According to another aspect, a method is provided that facilitates training operation of or inference operation of a machine learning model having a transformer architecture, the machine learning model including a linearization layer, a self-attention mechanism, and a feed forward network, the method being implemented by processing circuitry distributed across multiple computing devices each configured to implement an instance of the machine learning model, the method, performed at the linearization layer, the method comprising: obtaining an activation input matrix of activation input values; obtaining a weight matrix of weight values; dividing the weight matrix and activation input matrix into a plurality of weight subgroups and activation input subgroups, respectively; receiving, by each of the computing devices, a corresponding weight subgroup and activation input subgroup; performing, by each of the computing devices, binarization or ternarization by quantizing each of the weight values in the weight matrix of the received weight subgroup to a corresponding selected value from a predefined set of binary or ternary quantized weight values; computing, by each of the computing devices, a matrix arithmetic operation in parallel at least during training, wherein a result of the parallel matrix arithmetic operation is based on at least a portion of a weight matrix with the quantized weight values of the received weight subgroup multiplied by or summed with at least a portion of the activation input matrix of the received activation input subgroup; and combining the results of the parallel matrix arithmetic operations for each corresponding weight subgroup and activation input subgroup.

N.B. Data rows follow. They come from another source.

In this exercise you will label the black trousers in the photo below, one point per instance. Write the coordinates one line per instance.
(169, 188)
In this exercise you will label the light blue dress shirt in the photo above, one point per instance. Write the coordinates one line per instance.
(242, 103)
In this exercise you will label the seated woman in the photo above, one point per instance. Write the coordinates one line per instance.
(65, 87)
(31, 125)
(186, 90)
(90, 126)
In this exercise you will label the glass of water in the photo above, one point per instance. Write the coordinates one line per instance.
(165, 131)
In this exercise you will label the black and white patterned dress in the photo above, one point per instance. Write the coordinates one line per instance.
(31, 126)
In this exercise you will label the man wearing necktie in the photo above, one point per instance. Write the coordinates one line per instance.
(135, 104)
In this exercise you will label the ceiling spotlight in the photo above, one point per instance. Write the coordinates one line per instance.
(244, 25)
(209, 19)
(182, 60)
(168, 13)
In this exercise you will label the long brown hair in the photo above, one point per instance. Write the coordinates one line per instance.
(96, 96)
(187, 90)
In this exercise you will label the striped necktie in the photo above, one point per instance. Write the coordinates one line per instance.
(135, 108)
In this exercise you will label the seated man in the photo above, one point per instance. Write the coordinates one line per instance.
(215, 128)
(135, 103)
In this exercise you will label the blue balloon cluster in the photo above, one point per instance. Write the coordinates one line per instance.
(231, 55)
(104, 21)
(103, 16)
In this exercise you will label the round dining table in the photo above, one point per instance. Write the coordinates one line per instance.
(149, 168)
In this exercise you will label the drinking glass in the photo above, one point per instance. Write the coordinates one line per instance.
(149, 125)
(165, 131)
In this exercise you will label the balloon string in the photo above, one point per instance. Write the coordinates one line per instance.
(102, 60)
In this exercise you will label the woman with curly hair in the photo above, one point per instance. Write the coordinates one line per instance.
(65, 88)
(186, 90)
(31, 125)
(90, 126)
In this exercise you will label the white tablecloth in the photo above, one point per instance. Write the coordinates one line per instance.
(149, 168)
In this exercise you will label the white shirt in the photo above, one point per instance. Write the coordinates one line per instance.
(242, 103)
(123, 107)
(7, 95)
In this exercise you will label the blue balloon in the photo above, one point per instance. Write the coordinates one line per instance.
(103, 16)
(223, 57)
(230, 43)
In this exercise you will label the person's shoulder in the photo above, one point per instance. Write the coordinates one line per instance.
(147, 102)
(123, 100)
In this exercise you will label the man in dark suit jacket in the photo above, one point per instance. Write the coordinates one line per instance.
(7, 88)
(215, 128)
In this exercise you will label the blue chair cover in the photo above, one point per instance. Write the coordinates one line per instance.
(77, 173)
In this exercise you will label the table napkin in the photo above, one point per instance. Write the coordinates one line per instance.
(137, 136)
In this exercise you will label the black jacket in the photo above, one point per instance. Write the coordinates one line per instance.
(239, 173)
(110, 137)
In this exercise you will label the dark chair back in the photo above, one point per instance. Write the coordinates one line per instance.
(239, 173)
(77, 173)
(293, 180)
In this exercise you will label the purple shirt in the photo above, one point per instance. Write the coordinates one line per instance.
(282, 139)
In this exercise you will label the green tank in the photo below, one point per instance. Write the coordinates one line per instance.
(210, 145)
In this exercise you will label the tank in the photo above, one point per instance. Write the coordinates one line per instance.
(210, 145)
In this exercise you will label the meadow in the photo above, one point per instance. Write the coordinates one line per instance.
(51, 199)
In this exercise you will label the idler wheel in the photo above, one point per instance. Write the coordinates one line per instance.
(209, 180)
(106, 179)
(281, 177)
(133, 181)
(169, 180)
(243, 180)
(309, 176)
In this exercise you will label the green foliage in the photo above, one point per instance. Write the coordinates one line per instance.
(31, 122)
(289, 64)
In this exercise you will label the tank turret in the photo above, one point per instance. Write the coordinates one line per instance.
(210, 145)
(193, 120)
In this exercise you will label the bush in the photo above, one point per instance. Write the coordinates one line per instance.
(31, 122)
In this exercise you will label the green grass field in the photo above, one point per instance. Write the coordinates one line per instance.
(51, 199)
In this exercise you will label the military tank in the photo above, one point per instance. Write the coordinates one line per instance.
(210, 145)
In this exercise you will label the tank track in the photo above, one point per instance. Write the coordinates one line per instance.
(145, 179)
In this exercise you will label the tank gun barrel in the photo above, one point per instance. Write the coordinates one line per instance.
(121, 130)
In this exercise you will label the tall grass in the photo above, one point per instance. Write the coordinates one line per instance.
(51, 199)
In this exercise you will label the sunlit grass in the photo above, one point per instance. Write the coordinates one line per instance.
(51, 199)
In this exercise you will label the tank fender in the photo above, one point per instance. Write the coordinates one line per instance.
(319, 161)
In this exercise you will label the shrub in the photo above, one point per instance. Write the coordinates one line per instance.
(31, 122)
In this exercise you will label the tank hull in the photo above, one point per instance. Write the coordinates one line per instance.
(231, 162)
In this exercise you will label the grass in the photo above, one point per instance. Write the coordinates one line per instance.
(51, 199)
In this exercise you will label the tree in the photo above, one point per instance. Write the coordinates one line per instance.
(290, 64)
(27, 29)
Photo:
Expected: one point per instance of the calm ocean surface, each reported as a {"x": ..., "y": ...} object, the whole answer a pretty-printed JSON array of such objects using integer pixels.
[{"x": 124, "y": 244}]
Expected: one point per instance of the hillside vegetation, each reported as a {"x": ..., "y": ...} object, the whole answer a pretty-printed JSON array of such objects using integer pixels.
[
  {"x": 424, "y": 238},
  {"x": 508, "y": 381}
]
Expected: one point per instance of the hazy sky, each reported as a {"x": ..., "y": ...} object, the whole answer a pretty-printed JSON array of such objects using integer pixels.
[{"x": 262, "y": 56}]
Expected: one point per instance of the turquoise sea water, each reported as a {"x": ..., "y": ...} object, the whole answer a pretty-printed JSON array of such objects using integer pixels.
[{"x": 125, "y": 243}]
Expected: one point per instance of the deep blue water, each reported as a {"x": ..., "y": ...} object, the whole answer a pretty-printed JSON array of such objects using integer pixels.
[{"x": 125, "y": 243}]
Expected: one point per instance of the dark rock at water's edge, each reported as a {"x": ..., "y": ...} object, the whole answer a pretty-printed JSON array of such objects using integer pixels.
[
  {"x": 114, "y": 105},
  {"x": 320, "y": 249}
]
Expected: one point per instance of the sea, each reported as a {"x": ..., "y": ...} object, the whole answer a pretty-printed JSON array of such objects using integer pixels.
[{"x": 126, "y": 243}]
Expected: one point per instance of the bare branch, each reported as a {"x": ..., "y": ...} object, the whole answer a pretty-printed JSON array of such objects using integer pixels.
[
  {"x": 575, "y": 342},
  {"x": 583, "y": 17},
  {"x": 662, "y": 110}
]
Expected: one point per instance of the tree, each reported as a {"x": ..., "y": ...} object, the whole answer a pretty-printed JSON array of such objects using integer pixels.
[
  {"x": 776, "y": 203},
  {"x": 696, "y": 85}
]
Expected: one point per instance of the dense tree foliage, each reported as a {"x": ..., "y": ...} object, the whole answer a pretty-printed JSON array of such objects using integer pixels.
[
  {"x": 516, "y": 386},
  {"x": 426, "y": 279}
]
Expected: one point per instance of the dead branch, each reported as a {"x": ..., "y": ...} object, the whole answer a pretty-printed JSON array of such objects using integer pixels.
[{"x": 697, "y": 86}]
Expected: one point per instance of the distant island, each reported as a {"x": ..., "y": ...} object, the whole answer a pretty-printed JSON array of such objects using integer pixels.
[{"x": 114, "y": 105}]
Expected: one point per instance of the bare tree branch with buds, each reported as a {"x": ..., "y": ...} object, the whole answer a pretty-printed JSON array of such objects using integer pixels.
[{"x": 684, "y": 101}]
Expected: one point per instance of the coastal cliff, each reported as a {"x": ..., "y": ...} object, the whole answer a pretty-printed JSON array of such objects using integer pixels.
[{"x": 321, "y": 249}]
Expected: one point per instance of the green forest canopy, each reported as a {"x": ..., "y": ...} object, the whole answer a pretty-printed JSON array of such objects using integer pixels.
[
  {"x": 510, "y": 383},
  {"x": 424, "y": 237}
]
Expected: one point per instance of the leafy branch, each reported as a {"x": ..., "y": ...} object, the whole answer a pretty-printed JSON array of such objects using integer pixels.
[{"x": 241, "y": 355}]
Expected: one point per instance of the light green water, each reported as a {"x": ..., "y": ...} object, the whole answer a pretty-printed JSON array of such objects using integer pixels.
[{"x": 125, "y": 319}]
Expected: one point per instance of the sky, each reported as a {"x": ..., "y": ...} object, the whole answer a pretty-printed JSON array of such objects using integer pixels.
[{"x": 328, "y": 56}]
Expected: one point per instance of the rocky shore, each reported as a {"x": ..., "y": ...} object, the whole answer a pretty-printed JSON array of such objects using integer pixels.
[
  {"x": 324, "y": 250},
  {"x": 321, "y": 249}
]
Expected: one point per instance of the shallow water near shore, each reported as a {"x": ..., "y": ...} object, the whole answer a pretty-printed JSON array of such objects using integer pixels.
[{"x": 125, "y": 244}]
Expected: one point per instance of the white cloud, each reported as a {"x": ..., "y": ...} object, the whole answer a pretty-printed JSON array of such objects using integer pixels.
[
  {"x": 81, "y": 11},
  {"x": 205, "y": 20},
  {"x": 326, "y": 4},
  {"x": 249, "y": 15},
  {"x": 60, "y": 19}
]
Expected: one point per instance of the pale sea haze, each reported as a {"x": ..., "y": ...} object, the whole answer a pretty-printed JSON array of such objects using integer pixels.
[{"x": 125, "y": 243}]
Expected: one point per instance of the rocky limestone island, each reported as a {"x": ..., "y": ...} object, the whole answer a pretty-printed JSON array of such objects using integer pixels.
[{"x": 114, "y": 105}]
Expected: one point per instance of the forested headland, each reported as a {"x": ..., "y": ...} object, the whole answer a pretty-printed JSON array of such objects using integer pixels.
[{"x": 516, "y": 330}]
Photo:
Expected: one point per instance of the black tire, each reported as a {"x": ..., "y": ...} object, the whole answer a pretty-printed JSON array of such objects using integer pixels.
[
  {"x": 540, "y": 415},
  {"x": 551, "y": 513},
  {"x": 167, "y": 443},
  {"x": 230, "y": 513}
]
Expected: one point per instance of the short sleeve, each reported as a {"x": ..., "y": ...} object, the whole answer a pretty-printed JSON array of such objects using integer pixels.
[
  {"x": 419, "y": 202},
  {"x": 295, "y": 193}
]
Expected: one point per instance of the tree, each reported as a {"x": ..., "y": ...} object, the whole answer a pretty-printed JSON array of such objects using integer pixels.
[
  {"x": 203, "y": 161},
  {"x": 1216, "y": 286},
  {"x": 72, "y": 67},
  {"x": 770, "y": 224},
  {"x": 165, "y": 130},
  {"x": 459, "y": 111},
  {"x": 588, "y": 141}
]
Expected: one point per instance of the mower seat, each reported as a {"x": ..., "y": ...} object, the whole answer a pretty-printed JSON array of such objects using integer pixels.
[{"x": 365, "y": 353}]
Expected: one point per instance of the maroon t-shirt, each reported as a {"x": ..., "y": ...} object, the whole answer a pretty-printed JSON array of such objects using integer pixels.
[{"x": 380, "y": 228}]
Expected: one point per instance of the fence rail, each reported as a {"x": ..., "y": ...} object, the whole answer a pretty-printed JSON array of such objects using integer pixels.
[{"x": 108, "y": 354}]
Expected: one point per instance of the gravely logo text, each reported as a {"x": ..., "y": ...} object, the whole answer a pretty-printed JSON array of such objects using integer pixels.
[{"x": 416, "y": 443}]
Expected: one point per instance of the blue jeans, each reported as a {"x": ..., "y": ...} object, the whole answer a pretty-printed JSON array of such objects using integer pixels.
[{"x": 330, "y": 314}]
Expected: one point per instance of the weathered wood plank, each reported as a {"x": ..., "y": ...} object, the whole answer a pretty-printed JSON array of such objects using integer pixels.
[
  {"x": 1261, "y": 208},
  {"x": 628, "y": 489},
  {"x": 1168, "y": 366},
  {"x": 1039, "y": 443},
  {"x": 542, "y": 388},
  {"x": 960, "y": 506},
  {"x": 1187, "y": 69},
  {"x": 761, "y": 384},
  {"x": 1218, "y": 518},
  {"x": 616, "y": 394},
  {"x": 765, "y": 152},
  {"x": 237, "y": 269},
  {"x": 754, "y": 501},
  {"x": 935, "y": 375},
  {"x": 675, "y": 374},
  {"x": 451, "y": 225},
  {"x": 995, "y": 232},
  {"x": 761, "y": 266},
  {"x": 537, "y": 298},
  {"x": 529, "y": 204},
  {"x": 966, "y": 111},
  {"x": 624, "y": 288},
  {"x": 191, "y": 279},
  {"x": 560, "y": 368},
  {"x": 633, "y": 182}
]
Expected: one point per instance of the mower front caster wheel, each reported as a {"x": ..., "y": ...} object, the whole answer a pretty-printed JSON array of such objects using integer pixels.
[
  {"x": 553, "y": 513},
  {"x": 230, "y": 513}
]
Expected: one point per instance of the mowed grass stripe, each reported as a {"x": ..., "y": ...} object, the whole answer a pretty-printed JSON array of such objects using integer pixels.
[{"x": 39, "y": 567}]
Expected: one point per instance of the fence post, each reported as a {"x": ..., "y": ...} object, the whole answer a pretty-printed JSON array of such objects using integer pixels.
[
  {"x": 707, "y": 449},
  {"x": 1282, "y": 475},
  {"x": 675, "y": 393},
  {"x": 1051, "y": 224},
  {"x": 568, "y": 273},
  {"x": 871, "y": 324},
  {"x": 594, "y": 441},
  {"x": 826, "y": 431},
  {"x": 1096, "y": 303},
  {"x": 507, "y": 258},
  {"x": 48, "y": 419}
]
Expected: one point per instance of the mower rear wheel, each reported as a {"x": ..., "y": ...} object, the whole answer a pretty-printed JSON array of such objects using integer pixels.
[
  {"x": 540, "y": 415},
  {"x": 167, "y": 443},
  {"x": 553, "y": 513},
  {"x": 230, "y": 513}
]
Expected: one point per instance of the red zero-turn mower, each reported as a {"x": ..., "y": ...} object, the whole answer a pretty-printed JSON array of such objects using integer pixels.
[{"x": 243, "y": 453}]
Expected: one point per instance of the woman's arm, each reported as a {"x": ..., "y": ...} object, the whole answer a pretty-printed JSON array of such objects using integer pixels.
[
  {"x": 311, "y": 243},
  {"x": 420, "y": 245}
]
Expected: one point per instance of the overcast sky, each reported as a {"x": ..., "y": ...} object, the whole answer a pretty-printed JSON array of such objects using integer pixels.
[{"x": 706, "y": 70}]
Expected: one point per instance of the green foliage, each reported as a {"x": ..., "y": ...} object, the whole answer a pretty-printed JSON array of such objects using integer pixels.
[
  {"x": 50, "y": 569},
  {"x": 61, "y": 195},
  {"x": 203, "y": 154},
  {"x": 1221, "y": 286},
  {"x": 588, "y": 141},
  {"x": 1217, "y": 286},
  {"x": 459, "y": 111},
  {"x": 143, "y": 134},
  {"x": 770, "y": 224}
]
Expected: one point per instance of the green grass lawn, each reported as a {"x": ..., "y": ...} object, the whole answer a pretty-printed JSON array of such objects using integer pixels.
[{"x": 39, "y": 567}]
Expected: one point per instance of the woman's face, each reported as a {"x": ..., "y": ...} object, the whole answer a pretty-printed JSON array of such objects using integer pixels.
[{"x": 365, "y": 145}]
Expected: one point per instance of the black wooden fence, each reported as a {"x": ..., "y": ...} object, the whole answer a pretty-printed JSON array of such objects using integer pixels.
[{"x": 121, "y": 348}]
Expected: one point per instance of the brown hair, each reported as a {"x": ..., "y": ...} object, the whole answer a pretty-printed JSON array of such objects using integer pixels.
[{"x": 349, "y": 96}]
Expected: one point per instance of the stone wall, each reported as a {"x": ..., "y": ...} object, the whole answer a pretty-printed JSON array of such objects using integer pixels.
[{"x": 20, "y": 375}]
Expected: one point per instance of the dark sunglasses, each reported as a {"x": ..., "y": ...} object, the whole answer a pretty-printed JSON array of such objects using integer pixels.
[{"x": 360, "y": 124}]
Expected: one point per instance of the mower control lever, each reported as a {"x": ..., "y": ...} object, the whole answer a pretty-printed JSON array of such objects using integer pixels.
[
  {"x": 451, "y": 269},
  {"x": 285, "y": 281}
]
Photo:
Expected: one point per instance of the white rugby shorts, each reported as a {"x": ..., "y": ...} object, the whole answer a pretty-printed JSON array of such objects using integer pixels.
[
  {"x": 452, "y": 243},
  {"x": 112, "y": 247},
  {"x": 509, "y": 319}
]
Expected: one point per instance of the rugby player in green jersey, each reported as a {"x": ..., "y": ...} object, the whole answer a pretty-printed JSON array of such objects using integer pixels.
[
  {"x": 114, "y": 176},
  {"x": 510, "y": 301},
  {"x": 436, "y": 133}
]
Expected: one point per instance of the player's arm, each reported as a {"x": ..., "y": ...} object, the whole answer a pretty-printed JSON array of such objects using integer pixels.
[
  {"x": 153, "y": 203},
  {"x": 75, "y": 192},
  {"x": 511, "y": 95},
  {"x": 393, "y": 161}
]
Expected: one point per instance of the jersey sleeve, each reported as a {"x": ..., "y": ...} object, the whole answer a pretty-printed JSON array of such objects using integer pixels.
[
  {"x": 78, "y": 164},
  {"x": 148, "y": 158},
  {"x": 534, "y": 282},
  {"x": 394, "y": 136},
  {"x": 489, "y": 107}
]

“And/or” as used herein is defined as the inclusive or V, as specified by the following truth table:

A B A ∨ B True True True True False True False True True False False False

It will be understood that the configurations and/or approaches described herein are exemplary in nature, and that these specific embodiments or examples are not to be considered in a limiting sense, because numerous variations are possible. The specific routines or methods described herein may represent one or more of any number of processing strategies. As such, various acts illustrated and/or described may be performed in the sequence illustrated and/or described, in other sequences, in parallel, or omitted. Likewise, the order of the above-described processes may be changed.

The subject matter of the present disclosure includes all novel and non-obvious combinations and sub-combinations of the various processes, systems and configurations, and other features, functions, acts, and/or properties disclosed herein, as well as any and all equivalents thereof.